“What’s stopping you?”

I hold up my fingers to start counting as I list things off. “No money. No collateral to get any type of loan. No one will take me seriously after my previous failings. Besides, I have no idea what kind of business I would want to get into.”

I look up and point my finger at him. “Stop with that face.”

“What face?”

“The face that assures me you are thinking of ways to help. While it’s appreciated, I want to try to do this on my own. I’ve done it once, and I can do it again.”

He exhales a heavy sigh. “Alright, alright. I will be remarkably unhelpful.”

“Well, I could think of a few things that you could help me with.”
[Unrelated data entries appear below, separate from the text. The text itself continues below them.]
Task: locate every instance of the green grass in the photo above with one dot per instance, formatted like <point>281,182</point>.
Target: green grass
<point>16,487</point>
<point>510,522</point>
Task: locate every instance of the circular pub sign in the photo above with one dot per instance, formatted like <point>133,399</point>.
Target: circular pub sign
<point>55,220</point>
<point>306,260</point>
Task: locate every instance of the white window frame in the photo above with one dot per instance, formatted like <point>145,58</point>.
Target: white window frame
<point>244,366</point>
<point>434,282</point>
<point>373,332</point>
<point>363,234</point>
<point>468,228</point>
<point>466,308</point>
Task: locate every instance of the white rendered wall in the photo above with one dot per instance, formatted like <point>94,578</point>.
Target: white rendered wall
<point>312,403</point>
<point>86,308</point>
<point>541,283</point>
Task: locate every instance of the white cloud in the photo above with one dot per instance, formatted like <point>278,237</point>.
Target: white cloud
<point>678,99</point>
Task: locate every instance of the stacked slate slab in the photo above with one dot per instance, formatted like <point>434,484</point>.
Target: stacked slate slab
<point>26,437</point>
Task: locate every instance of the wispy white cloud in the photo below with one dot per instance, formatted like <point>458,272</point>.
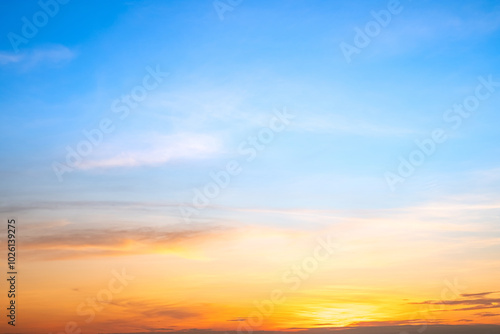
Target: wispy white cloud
<point>156,150</point>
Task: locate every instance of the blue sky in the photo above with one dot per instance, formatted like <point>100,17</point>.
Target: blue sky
<point>225,79</point>
<point>175,91</point>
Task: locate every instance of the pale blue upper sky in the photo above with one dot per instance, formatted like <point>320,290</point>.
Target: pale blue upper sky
<point>226,78</point>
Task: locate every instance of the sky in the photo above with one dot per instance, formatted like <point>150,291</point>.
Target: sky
<point>242,166</point>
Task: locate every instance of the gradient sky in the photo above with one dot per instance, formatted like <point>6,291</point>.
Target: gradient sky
<point>425,252</point>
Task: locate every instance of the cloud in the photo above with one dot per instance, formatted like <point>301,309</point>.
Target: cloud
<point>469,300</point>
<point>156,150</point>
<point>87,243</point>
<point>481,294</point>
<point>7,58</point>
“And what would those be?”

“Most of them require me having multiple orgasms.”

With a wicked smile, he rolls over on top of me, beginning to kiss every inch of me. “I think I can definitely help with that.”

thirty-three

Sometimes, You Just Need to Dance

Liz

“There’s no way we are going to be able to eat all this,” Michelle says, eyeing all of the snacks that we have laid out on the coffee table in our parents’ living room.
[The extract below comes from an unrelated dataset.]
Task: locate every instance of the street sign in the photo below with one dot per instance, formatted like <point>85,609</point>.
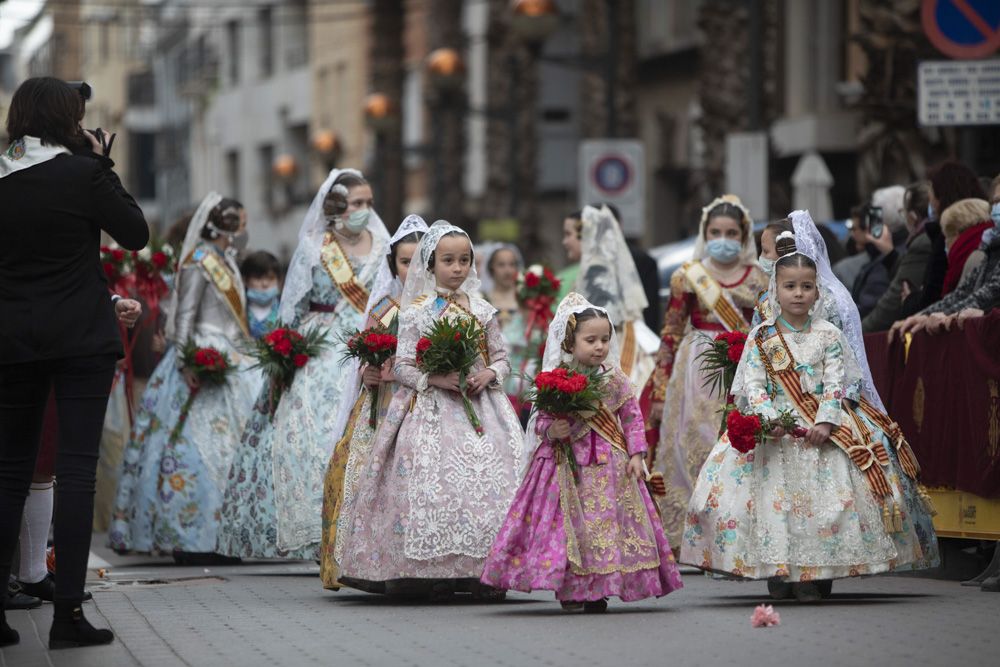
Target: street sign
<point>613,171</point>
<point>958,92</point>
<point>962,29</point>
Jo grabs a paper plate and starts filling it. “Challenge accepted.”

“That wasn’t a challenge,” Michelle begins but quickly realizes who it is that she’s talking to. Jo is always up for a good challenge and has never backed down from a bet in her life. Being the youngest of five, she always had to be pretty scrappy. Out of all of us, she was always the smallest in stature, but the biggest Pitbull.
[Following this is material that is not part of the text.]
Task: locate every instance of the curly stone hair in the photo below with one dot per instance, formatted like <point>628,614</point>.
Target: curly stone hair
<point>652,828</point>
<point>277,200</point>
I remember when she was no more than six or seven years old, and she tried to fight someone who was being mean to Ronnie. If Dylan wouldn’t have carried her back to the house, kicking and screaming, she would have tried to brawl with two people double her age…and her size.

Michelle looks at Jo, “How on Earth do you eat so much and still stay thin as a board?”

With a mouth full of popcorn, she replies, “I’m young. And I haven’t birthed a human out of me yet.”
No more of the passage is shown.